Each of these small – human like – robots created by the scientist are simply named 1 through 9. 9 is the last one to be created and when he finds the rest of the group they do not take kindly to him as he Is pretty much a stranger. When 9 comes into the picture there is only one enemy machine left alive – some kind of cat-like thing – which is dealt with fairly swiftly and easily. However, 9 has some kind of talisman and places it into a socket, waking up the B.R.A.I.N – the thinking machine the scientist created – and all hell breaks loose.
This may sound like a fairly interesting narrative for a CGI film, but no, the way the film is executed is really quite bad. First things first, when the narrative really gets into its swing, it just kind of happens.
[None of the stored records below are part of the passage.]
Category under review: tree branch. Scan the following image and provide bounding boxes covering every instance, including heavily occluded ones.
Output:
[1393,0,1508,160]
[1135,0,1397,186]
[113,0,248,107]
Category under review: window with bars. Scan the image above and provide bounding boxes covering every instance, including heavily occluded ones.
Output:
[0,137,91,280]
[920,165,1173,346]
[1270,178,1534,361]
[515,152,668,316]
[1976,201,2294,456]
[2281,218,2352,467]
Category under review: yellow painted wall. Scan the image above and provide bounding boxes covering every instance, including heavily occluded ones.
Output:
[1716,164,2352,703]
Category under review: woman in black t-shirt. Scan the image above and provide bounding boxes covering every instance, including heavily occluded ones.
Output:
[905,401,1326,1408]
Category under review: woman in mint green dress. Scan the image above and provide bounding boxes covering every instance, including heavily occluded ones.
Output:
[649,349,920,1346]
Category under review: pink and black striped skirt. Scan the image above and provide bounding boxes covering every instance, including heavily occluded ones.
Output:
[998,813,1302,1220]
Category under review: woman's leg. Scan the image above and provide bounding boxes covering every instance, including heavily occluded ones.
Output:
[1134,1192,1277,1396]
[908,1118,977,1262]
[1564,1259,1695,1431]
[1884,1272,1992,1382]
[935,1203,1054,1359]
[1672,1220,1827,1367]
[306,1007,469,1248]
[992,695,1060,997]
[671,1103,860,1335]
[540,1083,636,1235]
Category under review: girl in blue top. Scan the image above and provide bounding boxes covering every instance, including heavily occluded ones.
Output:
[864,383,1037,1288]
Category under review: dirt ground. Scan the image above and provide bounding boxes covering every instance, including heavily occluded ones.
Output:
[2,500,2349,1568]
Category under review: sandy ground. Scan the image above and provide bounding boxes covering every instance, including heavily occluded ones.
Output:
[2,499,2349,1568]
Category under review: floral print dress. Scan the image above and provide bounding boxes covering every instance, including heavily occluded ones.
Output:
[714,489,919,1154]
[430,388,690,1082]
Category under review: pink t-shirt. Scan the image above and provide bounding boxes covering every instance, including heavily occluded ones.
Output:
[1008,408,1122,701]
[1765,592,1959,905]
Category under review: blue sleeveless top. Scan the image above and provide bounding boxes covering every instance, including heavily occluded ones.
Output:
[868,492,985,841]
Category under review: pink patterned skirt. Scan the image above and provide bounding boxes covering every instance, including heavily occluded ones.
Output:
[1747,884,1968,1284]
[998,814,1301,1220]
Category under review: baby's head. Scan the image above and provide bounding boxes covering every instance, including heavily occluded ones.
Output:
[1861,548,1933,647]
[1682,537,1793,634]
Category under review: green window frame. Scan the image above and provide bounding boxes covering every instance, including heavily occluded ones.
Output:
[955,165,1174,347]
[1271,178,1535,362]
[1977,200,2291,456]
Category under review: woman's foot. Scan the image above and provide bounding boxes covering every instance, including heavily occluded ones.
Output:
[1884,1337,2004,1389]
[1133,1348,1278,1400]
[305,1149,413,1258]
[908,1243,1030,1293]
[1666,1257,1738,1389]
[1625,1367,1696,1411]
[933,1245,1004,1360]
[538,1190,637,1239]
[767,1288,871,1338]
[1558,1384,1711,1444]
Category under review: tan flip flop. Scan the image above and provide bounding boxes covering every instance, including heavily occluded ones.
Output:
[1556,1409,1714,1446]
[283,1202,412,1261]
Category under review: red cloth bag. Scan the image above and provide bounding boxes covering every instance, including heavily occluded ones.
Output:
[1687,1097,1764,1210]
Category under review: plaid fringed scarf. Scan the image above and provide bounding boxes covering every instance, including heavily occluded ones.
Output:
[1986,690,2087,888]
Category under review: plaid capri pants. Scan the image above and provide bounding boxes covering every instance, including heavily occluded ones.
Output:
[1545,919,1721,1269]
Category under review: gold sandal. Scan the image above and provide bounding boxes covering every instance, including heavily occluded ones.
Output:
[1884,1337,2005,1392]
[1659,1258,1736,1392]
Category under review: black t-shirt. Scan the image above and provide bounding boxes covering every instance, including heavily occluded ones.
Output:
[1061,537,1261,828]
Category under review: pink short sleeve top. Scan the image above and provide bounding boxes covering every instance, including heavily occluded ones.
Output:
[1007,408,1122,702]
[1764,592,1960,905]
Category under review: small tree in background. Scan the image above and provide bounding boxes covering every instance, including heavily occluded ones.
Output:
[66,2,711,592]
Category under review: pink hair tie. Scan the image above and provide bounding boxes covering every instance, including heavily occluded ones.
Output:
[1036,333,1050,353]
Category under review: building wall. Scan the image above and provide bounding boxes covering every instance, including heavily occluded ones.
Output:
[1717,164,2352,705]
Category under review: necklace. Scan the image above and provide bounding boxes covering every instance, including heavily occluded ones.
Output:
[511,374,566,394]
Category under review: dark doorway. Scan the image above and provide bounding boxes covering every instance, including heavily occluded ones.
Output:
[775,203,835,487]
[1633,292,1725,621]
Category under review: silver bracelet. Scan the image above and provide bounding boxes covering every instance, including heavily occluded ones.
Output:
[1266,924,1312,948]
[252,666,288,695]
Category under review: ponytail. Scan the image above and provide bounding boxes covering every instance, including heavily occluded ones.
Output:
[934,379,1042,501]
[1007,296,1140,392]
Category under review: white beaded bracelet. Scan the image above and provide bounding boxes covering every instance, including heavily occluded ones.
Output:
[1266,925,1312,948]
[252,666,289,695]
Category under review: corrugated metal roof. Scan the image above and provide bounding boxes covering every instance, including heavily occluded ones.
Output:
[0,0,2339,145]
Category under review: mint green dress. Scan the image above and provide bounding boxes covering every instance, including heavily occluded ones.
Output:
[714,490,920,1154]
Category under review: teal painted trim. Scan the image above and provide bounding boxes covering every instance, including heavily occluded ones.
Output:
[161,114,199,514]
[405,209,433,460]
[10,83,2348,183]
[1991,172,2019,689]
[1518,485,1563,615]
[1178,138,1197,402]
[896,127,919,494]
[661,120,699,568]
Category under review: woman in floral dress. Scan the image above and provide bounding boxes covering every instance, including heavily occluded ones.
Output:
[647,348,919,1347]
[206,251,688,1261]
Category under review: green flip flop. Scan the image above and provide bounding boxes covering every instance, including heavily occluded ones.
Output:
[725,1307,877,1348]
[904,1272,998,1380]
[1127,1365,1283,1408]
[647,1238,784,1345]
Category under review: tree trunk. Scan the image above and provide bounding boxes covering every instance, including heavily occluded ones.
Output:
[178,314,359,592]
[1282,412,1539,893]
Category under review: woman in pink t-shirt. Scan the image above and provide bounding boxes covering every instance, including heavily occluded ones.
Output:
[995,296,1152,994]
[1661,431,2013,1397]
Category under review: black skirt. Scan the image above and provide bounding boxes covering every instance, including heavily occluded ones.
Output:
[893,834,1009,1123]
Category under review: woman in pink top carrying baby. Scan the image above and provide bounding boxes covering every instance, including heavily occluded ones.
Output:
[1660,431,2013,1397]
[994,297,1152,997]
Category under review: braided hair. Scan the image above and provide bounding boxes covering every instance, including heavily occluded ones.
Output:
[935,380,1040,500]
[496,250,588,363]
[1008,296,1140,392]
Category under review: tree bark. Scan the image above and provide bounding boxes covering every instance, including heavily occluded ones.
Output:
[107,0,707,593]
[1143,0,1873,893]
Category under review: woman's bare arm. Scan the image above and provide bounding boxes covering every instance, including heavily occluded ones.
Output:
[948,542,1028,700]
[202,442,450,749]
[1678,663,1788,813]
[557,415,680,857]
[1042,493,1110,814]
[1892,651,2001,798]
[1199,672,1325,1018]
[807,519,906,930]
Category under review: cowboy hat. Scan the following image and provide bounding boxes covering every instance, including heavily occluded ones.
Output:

It’s a dark narrative for a CGI film also, so it comes off as jarring by way of being serious, but not serious enough for anyone over the age of twelve to enjoy it to any considerable level. The premise of the film is much more interesting than the film itself.
Pushing the narrative along are the characters, and you’ll find all the stereotypes here. 9 is the bland all-round hero who somehow takes control of the group. 1 is the old leader who’s stuck In his ways and comes across as a bit of a jerk, and the rest are the nutter, the strong man, the ninja, the coward, the old guy and the clever ones. The interaction between all of these characters limps throughout the whole film with help from a very mediocre script that favours action over emotion for the large part. But here’s the kicker – the action is not exciting and when there is emotion it is plainly obvious as to what is going to happen.
However, the film does surprise in a couple of areas. There are deaths, a few, and the surprisingly dark story. As said earlier though, these details just seem jarring to those older than twelve (most definitely the target audience), who would probably enjoy the film.
I imagine you’re thinking then, that with a lacklustre narrative and poor character interaction the film at least employs a decent visual flair; well, you would be wrong if you were thinking this. There are some neat looking backdrops and a fairly good eye for detail, but the film does look like an Xbox 360 game; it just looks bad. I would say that perhaps it has not aged well, but for a film made in 2009 (the same year as Up), the visuals could have (see: should have) been a lot better.
Even the voice acting and score do not liven this mess up. The actors sound like they don’t really want to be there, and are just in it for the money, as every line is delivered in the same monotone. The score is just forgettable and does not stand out at all – not necessarily bad, just forgettable.
9 is a film whose premise is much more interesting than the finished product. It is not a long film, but it certainly feels like it through its ugly visuals, poor narrative and dull voice-work. However, younger boys should find the film enjoyable enough, just hope that you are not there watching it with them.
Nothing more than ugly wasted potential.